Teams from eight nations, each containing five athletes, entered with four teams advancing from a group stage to a knockout round. Canada won the sport's first Paralympic gold medal beating Great Britain in the final. Sweden won the bronze medal.
Wheelchair curling is played according to the rules of the World Curling Federation, the only modification is that there is no sweeping and stones may be played by hand while leaning over the side of the wheelchair, or pushed by a delivery stick. To be allowed to compete athletes must have a physical disability in the lower part of the body that required the everyday use of a wheelchair .Teams are mixed but must contain at least one member of each sex. Wheelchair curling was first introduced in Switzerland in 2000 and the first World Championships were held in the same country in 2002. It is governed by the World Curling Federation (WCF); as of 2009, 24 of the WCF's member associations were involved in the sport.

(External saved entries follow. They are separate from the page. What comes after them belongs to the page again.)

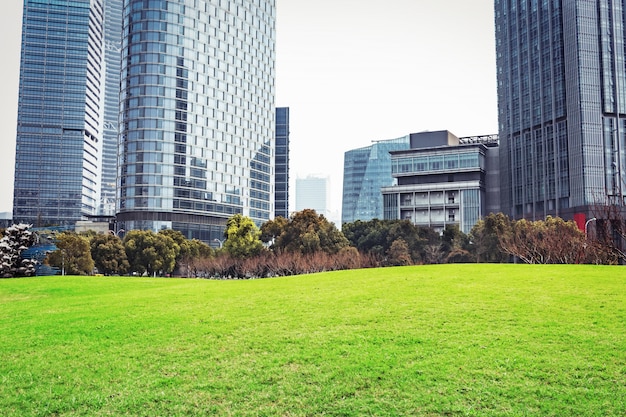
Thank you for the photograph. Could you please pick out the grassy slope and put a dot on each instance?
(430, 340)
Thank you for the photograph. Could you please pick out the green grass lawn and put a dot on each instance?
(445, 340)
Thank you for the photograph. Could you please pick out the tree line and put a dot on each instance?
(307, 242)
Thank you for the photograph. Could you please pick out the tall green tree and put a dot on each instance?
(150, 252)
(191, 250)
(108, 254)
(243, 237)
(15, 240)
(375, 237)
(485, 238)
(73, 254)
(307, 232)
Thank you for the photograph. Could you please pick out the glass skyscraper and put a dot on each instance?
(60, 120)
(562, 105)
(112, 61)
(281, 205)
(365, 171)
(197, 114)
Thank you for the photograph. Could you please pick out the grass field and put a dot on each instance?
(446, 340)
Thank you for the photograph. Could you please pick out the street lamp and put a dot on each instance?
(593, 219)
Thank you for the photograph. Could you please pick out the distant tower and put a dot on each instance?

This was the first appearance of the sport at the Paralympic Games; the International Paralympic Committee had granted official medal status to mixed gender wheelchair Curling in March 2002. The organising committee of the Turin Games in 2006 agreed to include wheelchair curling in their programme.
The British team, competing as Scotland and made up of Frank Duffy, Ken Dickson, Tom Killin, Angie Malone and Michael McCreadie had won the gold medal at the World Championships in January 2005 in Glasgow; Denmark and Switzerland won the silver and bronze medals. Britain had also won the 2004 World Championships, and were considered favourites for a medal.
Eight teams competed and the format was a round-robin tournament; each nation played all others in a group stage with the top four qualifying for medal playoffs. Canada topped the group, Great Britain finished second and Sweden finished third, all three qualifying for the semifinals. Denmark and Norway finished joint fourth and faced each other in a tie-breaker match to decide who took the final position in the semifinals; Norway beat Denmark 4-3 to advance.
The semifinals saw first seeds Canada play Norway and Great Britain face Sweden. Canada beat Norway 5-4 and Great Britain stole three in the 1st end of their game, going on to win 7-3 win. Sweden only managed to curl 35% as a team, with skip Jalle Jungnell struggling at 23% for the game. Sweden and Norway met in the bronze medal match, the Swedes won 10-3.
In the final Great Britain faced Canada. Trailing 6–3 in the final end British skip Frank Duffy had an opportunity with the last stone of the tournament for an open hit of a Canadian stone that would have scored four for Britain and won them the gold medal. He threw too hard and the shot tracked an inch wide allowing Canada to score one and win 7-4.